Loonat asserts that considering the stringent process of capturing illegal guns in SAPS and destroying them, the fact that guns have managed to land in the Cape is due to negligence.

Given the fact that Cape Flats community members are generally close knit, Jacobs says that the whereabouts of the guns is often known, but residents are unwilling to inform authorities of the illegal gun owners, generally out of fear for their safety.

“You will never find a gangster with an illegal weapon because he knows that he is a target. He may have two cars behind travelling behind him with illegal guns,” Jacobs says.

He adds that corrupt police offices often tip-off gangsters to inform them if a raid is scheduled to be conducted.

While gang leaders may not keep on their person illegal weapons, Loonat explains that the elderly and primary school children are used to store the weapons, considered the safest means to store illegal arms.

“In Manenberg a few years ago, everybody could point out the shooter, but nobody could find the gun. What happens is that the kids are trained to take the guns and move the weapon, since the police won’t expect a nine-year old to be running with a gun that has just been fired off.” Jacobs stated.

Compounding the situation, he says that those that fire the weapon are not trained shooters and, subsequently, murder innocent bystanders.

“One famous gang leader was recently shot in Manenberg. There was about 17 fired at his vehicle at close range, but only one hit his jersey. That’s how untrained these guys are – you are bound to hit innocent people,” Jacobs said.
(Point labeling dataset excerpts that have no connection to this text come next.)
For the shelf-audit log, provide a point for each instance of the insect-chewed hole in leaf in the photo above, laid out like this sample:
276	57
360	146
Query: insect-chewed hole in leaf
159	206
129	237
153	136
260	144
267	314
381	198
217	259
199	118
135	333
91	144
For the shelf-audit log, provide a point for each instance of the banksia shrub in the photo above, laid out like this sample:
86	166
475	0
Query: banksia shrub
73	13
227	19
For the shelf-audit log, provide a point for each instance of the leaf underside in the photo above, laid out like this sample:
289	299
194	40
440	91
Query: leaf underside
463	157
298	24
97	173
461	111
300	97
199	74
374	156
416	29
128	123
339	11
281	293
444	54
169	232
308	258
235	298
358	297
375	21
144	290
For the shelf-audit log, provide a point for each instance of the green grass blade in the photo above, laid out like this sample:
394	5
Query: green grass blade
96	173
What should gun owners do with their unwanted weapons?

In light of recent events, in which illegal arms were found to have been sourced directly from police, Loonat encourages those who wish to hand in their weapons in to hand them to official arms dealers.

As ownership is deferred to the arms dealer, Loonat says that in doing so, the gun owner is legally distanced from whatever the gun is used for in the future,

“If he feels comfortable to hand it in at a particular police station, he/she must ensure that all the paperwork is processed correctly and particularly obtain the name of the person that he/she is dealing with. But, I would also support the view of going to a dealer,” Jacobs said.

Loonat advises individuals who discover that their gun licenses have expired to hand them to arms dealers for safe keeping until such time that the licences are renewed and urges them not carry the weapon on their person.

What is the role of the CPF in protecting against the sale of illegal weapons?

Loonat explains that while the CPF has raised the issue of the influx of illegal guns at provincial and national level, it is slowly losing hope that authorities will make effective changes to improve gun laws.

He further notes that while many may not recommend it, an effective means to decrease the number of gang murders is to reintroduce the amnesty period.

“How do we reverse the situation where communities do not have guns? So we want to suggest to government to bring back the amnesty period.”

Considering the fact that community members believe the police to be the source of sale of illegal weapons, Jacobs says that CPF’s need to get involved at the level of police to ensure that no guns disappear.

“Administratively, the CPF must get involved; if there is guns that come in, it must be compulsory that the police inform the CPF about those guns,” Jacobs continued.

He further notes that more a stringent investigation needs to be conducted to uncover how guns enter the country; something he says will be facilitated by newly acquired equipment that can inspect shipping containers without it having to be opened.